A filosofia
do século XX foi por nós escolhida como tema para o presente trabalho, que será
principalmente baseado na obra A Filosofia no Século XX de Fritz
Heinemann, embora outras obras tenham sido lidas também, como por exemplo A
História da Filosofia Contemporânea de Johannes Hirschberger, na qual
percebemos uma mais acurada apreciação da fenomenologia de Husserl, das
questões entre ontologia e metafísica na obra de Hartmann, do realismo crítico
de Driesch, Becher e Wenzl, bem como uma apresentação um pouco mais extensa do
pensamento de Heidegger, que muito influenciou o existencialismo ateu de
Sartre, ainda que aquele não pretendesse colocar a questão do ser em termos de
teísmo ou ateísmo, liberando a ontologia da ontoteologia da metafísica
clássica.
O que temos no
século XX é o desenvolvimento das ciências e o início do processo pelo qual
disciplinas científicas e filosóficas vão adquirindo autonomia, de modo que se
torna inviável um saber sistemático e globalizante de toda a ciência com
pretensões definitivas e fechado em si mesmo, como se esgotasse toda
possibilidade de conhecimento na concretização de um saber absoluto a designar
o fim dos tempos na chegada do estágio final do progresso histórico e da
humanidade. É assim que Heinemann distingue a pretensão à constituição de uma
enciclopédia das ciências filosóficas, como a de Hegel, de sua enciclopédia do
século XX que apresenta um caráter geral a respeito das disciplinas e temas.
Heinemann
considera impossível uma enciclopédia das ciências filosóficas, considerando
que as disciplinas filosóficas estão em processo de se tornarem ciências
autônomas, como a lógica e a psicologia, de modo que, ao especializar-se cada
vez mais, o saber perde a possibilidade de ser integrado em um sistema único e
absoluto de pensamento. Do mesmo modo, a noção de tempo histórico de Hegel
simbolizada pela imagem cíclica ou circular é rejeitada e substituída pela representação
linear do tempo.
Ainda tendo
referência no século XIX para passar ao século XX, temos em vista a seguinte
enunciação emblemática: “Deus morreu, foi a sua piedade pelos homens que o
matou” ; esse dizer enuncia o ser do
tempo de Nietzsche como substituição dos valores de verdade metafísicos e
teológicos pelas constatações efetivas das ciências empíricas que já não mais
permitiam a crença em fundamentos absolutos da realidade, nem mesmo como
princípios apriorísticos da razão, já que tal modo de pensar permanece ainda
sob a determinação metafísica da noção de sujeito dos modernos[1].
O século XIX
caracteriza-se pelo humanismo ateu de Feuerbach, pelo materialismo histórico e
dialético de Marx, pelo evolucionismo de Darwin, pelo positivismo de Comte e
sua tentativa de erigir os sábios da humanidade à condição de deuses e a
própria ciência à condição de religião. A morte de Deus enuncia a morte
da metafísica dando lugar ao saber científico e às reflexões de caráter
subjetivista[2]
existencialista como terreno em que o homem se faz humano, demasiado humano,
compreendendo-se enquanto tal como ser finito que tem somente o mundo da
humanidade para compreender como realidade em que se constrói, através do
tempo, como seta apontada para a liberdade.

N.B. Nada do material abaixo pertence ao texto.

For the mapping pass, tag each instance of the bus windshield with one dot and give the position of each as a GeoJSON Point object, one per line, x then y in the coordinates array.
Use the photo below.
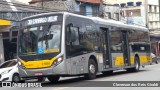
{"type": "Point", "coordinates": [40, 39]}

Ao longo da história simplesmente o destino do
ser do ser-aí como ex-sistência e presença, lançado no mundo e tendo, como
única possibilidade realmente efetiva, a morte, pelo que se reconhece como um
ser finito de múltiplas possibilidades de projeto de ser, donde uma ontologia
do ser da temporalidade e desta como condição do ser a concluir pelo não esgotamento
da questão do ser pela filosofia e metafísica, o que culmina na compreensão do
esquecimento do ser naquilo que ele é e num ocultamento da verdade do ser pela
difusão da técnica e afundamento do homem nas preocupações práticas e
utilitárias do cotidiano, assim constituindo um modo inautêntico da existência.
Ora, tanto é
assim que o positivismo lógico como tentativa de se estabelecer o que é um
problema de ordem científica, distinguindo a ciência da metafísica como
pseudo-problematicidade do real pela noção de verificabilidade, denota como o
desenvolvimento científico alçou o homem à condição de determinador do que é
real ou verdadeiro e do que assim não é.
Do mesmo
modo, o existencialismo ateu e humanista de Sartre proclama a liberdade como
aquilo a que cada ser humano está fadado, definindo a existência em precedência
à essência a partir da noção do ser como um projeto, como possibilidade e
engajamento no sentido de não escapar à liberdade da escolha de seu destino em
meio ao caráter indefinido do ser humano como uma abertura para o possível,
como um lançar-se na aventura de construir sua própria essência no processo de
sua existência.
No entanto,
voltemos à exposição das considerações de Heinemann a respeito da filosofia no
século XX. Ele considera a filosofia em cada era histórica como sistemas de
pensamento dependentes de supostos de crença, nos quais efetivamente tais
sistemas podem fundar-se. A filosofia grega acreditava no ser, no cosmos, na
natureza (physis) etc., a medieval acreditava na criação, na revelação e
em Deus como ente supremo, e a filosofia moderna tem como suposto de crença o
homem e sua capacidade racional de realizar o reino de Deus na Terra através da
ciência e do conhecimento. Segundo Heinemann, a filosofia no século XX leva a
crença moderna ao extremo, de modo que o pensar hodierno realiza uma cisão das
próprias crenças, caracterizando nosso tempo pelo crer e descrer de tudo.
Nesse
contexto, ele percebe uma descentração do fluxo do pensar filosófico
proveniente do núcleo europeu, embora este ainda seja referência principal. Ele
descarta a filosofia oriental (China e URSS), pois precisaria de uma análise
profunda de sua situação e da transformação de suas tradições pela
implementação do materialismo histórico e dialético de procedência marxista, no
que vê também só uma importação de pensamento proveniente do núcleo europeu.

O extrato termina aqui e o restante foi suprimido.